Provided you haven’t booked a room at Plum Cottage.

Nestled betwixt an opulent garden with meandering footpaths and an ancient grove of plum trees, Rose Willoughby’s boarding house is plum-full with lodgers. There are no vacancies, but just wait. Soon there will be one…and another…and another.

Presently lodging at the cottage are: the juggler, the acrobat, the magician, the psychic, the strongman, the manager, and the pretty assistant. In town as festival entertainment they’ve each brought their own bag of tricks. And a closetful of skeletons.

When the entertainers begin dying in inexplicable ways, some villagers believe a beast from old village lore is the culprit. The sheriff knows better, but he’s just as helpless to catch the invisible killer as are the town folk with their eyes to the sky in search of a flying creature. But our mysterious murderer hasn’t counted on yet another lodger coming to the cottage: Maribel Claus.

Short as a stump, round as a wheel, sweet as a candy cane, and a sharp as a whip, Maribel loves a good puzzle. But has she finally met her match at Plum Cottage?

Can you figure out whodunit before Maribel does? If you’re up to the challenge, here’s your first clue—the key to unlocking the secret of the murderer’s identity lies in figuring out how the murders were committed. Good luck!

Guest Post:   Why I Started Writing Cozy Mysteries & Why I’ll Keep Writing Them by T.C. Wescott  

Slay Bells, the first of my Christmas Village Mystery series, is being released this month. Last July my first cozy mystery book, Running from Scissors, came out and its sequel, Running from Arrows, will be unleashed in January. These two are part of the Running Store Mystery series. All the books are full-length and were written back to back which means I’ve been very busy this last year. And I wouldn’t change a moment of it!  
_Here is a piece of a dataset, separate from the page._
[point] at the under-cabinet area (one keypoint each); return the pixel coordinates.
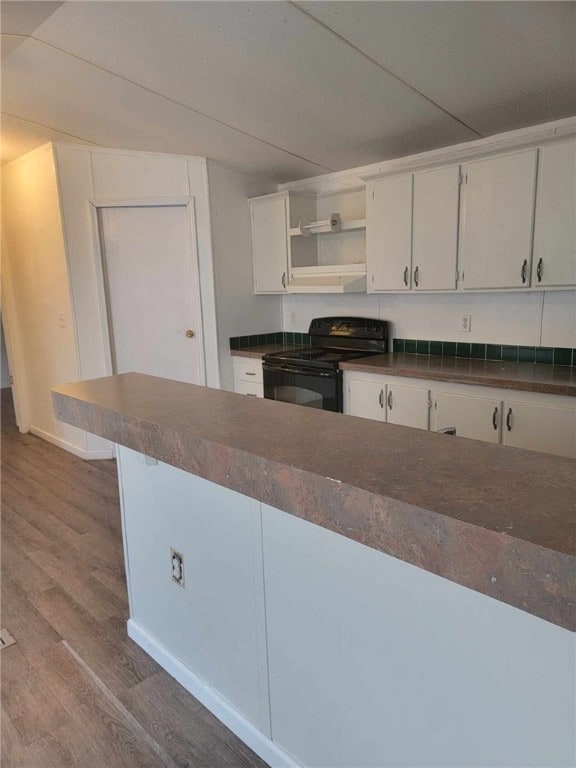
(535, 421)
(489, 220)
Slay Bells introduces us to Maribel Claus who has lived her whole life in the magical village of Christmas. It’s the week of the annual grand Christmas Festival and all energy is devoted to the village’s legendary week-long celebration. Maribel’s friend, Rose, owns and runs Plum Cottage, a country inn, which is booked up by a circus troupe in town as entertainment. But when the guests start dying in inexplicable ways the village leaders realize that either a diabolical criminal is in their midst or a village legend – the Glockenvogel – has come to life and is terrorizing the village. It’s up to Maribel and her friends to figure out how the murders were committed so they can learn who is behind them. A howdunit and a whodunit!
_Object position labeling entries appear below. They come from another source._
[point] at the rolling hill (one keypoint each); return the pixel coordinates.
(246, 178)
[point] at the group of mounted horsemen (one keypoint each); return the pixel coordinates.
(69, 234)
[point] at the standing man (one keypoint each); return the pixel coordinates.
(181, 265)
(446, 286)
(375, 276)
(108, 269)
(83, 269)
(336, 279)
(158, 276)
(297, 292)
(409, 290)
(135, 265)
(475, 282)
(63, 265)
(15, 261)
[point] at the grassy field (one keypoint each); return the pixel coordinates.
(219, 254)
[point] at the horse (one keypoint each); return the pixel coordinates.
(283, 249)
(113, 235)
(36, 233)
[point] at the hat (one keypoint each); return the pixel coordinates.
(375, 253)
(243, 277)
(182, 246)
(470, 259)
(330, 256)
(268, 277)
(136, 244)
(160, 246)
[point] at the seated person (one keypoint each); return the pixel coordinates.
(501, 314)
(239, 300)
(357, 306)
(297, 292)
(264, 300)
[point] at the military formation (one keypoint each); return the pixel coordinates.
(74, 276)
I’ve been a reader since I was a small child and although I didn’t realize it until I was much older, I’d always been a writer. As a five-year-old I wrote my own version of Dracula, complete with crayon illustration. While I’d like to think I’ve improved as a writer since kindergarten, my drawing skills still look like a blind mind trying to draw with his toes. In my twenties I tried writing again, this time it was young adult horror novels, but it was just for fun. This was the late 1990s and I’d bought into the dictum that it was impossible to break into publishing unless you knew somebody. I knew nobody. But I became interested in studying true crime and began writing articles for specialist journals. This led to the publication of my first history/true crime book in 2014. I self-published the book, expecting it might sell 300 copies over the course of a year or two. It sold that in a month and went on to win three awards and continues to sell steadily, as did the follow-up book I published in 2017. This led me to consider self-publishing fiction.  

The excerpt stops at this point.